Acer Inc (宏碁) shares surged 6.18 percent yesterday, as investors welcomed the PC vendor’s latest turnaround effort in appointing a former Taiwan Semiconductor Manufacturing Co (TSMC, 台積電) marketing executive as its new chief executive officer.
“It will be easier for Acer to launch an overhaul of its product strategies by hiring an executive from outside the company,” Yuanta Securities Co (元大證券) analyst Vincent Chen (陳豊丰) said in a client note.
However, Chen said that given that information about the company’s product and marketing strategies is still unclear, he was holding a neutral view about the new appointment.
Acer shares ended at NT$18.05 on the Taiwan Stock Exchange yesterday, hitting a near-two-month high since Nov. 5.
On Monday, the world’s No. 4 PC vendor said its board agreed to appoint Jason Chen (陳俊聖), former senior vice president of TSMC’s worldwide sales department, as Acer’s corporate president and CEO, effective from Tuesday next week.

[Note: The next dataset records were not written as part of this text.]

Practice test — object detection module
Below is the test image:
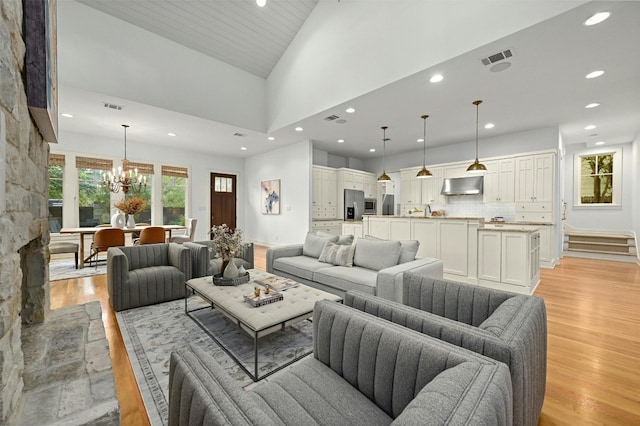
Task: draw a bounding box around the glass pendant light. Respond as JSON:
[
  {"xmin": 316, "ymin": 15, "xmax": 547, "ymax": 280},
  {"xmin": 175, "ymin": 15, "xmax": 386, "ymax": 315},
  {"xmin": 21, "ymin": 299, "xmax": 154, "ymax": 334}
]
[
  {"xmin": 467, "ymin": 101, "xmax": 487, "ymax": 173},
  {"xmin": 378, "ymin": 126, "xmax": 391, "ymax": 182},
  {"xmin": 416, "ymin": 115, "xmax": 432, "ymax": 179}
]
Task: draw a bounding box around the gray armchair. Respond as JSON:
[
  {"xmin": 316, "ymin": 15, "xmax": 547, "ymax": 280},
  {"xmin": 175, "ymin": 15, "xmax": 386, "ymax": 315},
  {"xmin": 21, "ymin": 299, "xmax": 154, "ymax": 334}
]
[
  {"xmin": 344, "ymin": 273, "xmax": 547, "ymax": 425},
  {"xmin": 107, "ymin": 243, "xmax": 192, "ymax": 311},
  {"xmin": 169, "ymin": 300, "xmax": 512, "ymax": 426},
  {"xmin": 184, "ymin": 240, "xmax": 254, "ymax": 278}
]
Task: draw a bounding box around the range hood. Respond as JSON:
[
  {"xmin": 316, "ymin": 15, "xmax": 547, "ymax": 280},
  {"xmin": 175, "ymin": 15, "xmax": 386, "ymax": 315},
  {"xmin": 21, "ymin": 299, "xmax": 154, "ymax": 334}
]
[{"xmin": 440, "ymin": 176, "xmax": 484, "ymax": 195}]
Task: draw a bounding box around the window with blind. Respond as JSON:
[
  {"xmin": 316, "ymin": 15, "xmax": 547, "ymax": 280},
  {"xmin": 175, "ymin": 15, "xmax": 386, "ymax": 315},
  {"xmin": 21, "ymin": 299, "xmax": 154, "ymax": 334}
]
[
  {"xmin": 162, "ymin": 166, "xmax": 189, "ymax": 225},
  {"xmin": 49, "ymin": 154, "xmax": 64, "ymax": 233},
  {"xmin": 76, "ymin": 157, "xmax": 113, "ymax": 226}
]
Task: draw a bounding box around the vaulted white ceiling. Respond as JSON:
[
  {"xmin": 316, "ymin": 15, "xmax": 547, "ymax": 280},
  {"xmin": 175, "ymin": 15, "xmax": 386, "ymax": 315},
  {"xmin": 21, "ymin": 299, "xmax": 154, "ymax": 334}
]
[{"xmin": 59, "ymin": 0, "xmax": 640, "ymax": 159}]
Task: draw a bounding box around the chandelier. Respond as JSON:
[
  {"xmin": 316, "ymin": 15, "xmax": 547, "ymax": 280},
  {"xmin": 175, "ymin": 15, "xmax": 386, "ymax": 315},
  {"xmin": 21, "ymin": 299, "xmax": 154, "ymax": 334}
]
[{"xmin": 102, "ymin": 124, "xmax": 147, "ymax": 194}]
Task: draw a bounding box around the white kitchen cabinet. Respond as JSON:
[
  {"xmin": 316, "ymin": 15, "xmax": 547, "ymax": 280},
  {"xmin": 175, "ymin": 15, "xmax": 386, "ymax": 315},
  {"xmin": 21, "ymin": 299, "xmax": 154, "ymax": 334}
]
[
  {"xmin": 421, "ymin": 167, "xmax": 446, "ymax": 205},
  {"xmin": 342, "ymin": 222, "xmax": 364, "ymax": 241},
  {"xmin": 483, "ymin": 158, "xmax": 515, "ymax": 203},
  {"xmin": 515, "ymin": 153, "xmax": 555, "ymax": 203},
  {"xmin": 411, "ymin": 219, "xmax": 440, "ymax": 259},
  {"xmin": 478, "ymin": 229, "xmax": 540, "ymax": 294}
]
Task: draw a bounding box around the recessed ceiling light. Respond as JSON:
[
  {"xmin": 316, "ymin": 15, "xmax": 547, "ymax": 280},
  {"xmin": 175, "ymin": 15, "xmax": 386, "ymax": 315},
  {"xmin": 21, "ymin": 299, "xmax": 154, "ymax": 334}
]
[
  {"xmin": 585, "ymin": 71, "xmax": 604, "ymax": 78},
  {"xmin": 584, "ymin": 10, "xmax": 611, "ymax": 27}
]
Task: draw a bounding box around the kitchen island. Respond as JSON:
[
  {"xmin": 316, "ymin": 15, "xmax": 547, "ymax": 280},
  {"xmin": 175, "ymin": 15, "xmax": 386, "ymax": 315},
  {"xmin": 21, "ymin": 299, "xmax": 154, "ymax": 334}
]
[{"xmin": 362, "ymin": 216, "xmax": 540, "ymax": 294}]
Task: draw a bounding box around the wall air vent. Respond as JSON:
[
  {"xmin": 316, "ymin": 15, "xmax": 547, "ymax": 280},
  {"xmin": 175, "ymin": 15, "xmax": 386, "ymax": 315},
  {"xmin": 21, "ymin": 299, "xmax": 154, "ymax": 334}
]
[
  {"xmin": 102, "ymin": 102, "xmax": 124, "ymax": 111},
  {"xmin": 480, "ymin": 49, "xmax": 514, "ymax": 65}
]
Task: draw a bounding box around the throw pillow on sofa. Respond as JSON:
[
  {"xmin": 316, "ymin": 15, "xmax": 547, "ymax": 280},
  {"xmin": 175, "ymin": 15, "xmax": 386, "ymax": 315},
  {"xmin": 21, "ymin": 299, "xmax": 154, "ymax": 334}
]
[
  {"xmin": 302, "ymin": 232, "xmax": 338, "ymax": 259},
  {"xmin": 353, "ymin": 238, "xmax": 402, "ymax": 271},
  {"xmin": 364, "ymin": 235, "xmax": 420, "ymax": 265},
  {"xmin": 318, "ymin": 241, "xmax": 356, "ymax": 266}
]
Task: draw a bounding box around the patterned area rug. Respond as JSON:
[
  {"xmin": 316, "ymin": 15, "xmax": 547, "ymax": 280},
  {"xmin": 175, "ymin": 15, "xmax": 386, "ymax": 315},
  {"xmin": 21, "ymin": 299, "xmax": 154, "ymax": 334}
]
[
  {"xmin": 49, "ymin": 259, "xmax": 107, "ymax": 281},
  {"xmin": 116, "ymin": 296, "xmax": 313, "ymax": 425}
]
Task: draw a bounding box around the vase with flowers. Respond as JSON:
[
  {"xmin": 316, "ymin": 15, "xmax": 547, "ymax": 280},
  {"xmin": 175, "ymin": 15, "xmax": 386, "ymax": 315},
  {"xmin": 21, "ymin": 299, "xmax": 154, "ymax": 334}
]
[
  {"xmin": 209, "ymin": 224, "xmax": 242, "ymax": 278},
  {"xmin": 114, "ymin": 197, "xmax": 147, "ymax": 228}
]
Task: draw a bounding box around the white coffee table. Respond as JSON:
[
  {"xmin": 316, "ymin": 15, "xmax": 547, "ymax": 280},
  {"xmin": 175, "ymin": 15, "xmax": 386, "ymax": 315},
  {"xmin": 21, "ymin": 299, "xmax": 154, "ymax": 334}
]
[{"xmin": 184, "ymin": 269, "xmax": 342, "ymax": 382}]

“Chen’s appointment is expected to breathe fresh energy into Acer, but the young CEO will face challenges in reforming the PC brand, including global job cuts,” First Capital Management Inc (第一金證券投顧) said in a research note.
Before joining TSMC, Chen, 52, was vice president of sales and the marketing group at Intel Corp. Chen also worked at IBM Taiwan from 1988 to 1991.
“The appointment may help give a short-term boost to Acer’s share price,” First Capital said, adding that it expects the price to bounce back to NT$20 in the short run.
However, the brokerage said it was concerned about Acer’s fundamentals and forecast that the company would post a second quarterly loss this quarter.
The company’s revenue is expected to contract by 16.94 percent year-on-year to NT$356.7 billion (US$11.87 billion) this year, First Capital said.
Former Acer chairman and CEO Wang Jeng-tang (王振堂) and former company president Jim Wong (翁建仁) tendered their resignations last month, after the company posted a net loss of NT$13.12 billion for last quarter, including an asset impairment of NT$9.94 billion.
That brought back Acer founder Stan Shih (施振榮) to chair the company during the transitional period.
The PC vendor is expected to name a new chairman at its annual shareholder’s meeting in June next year.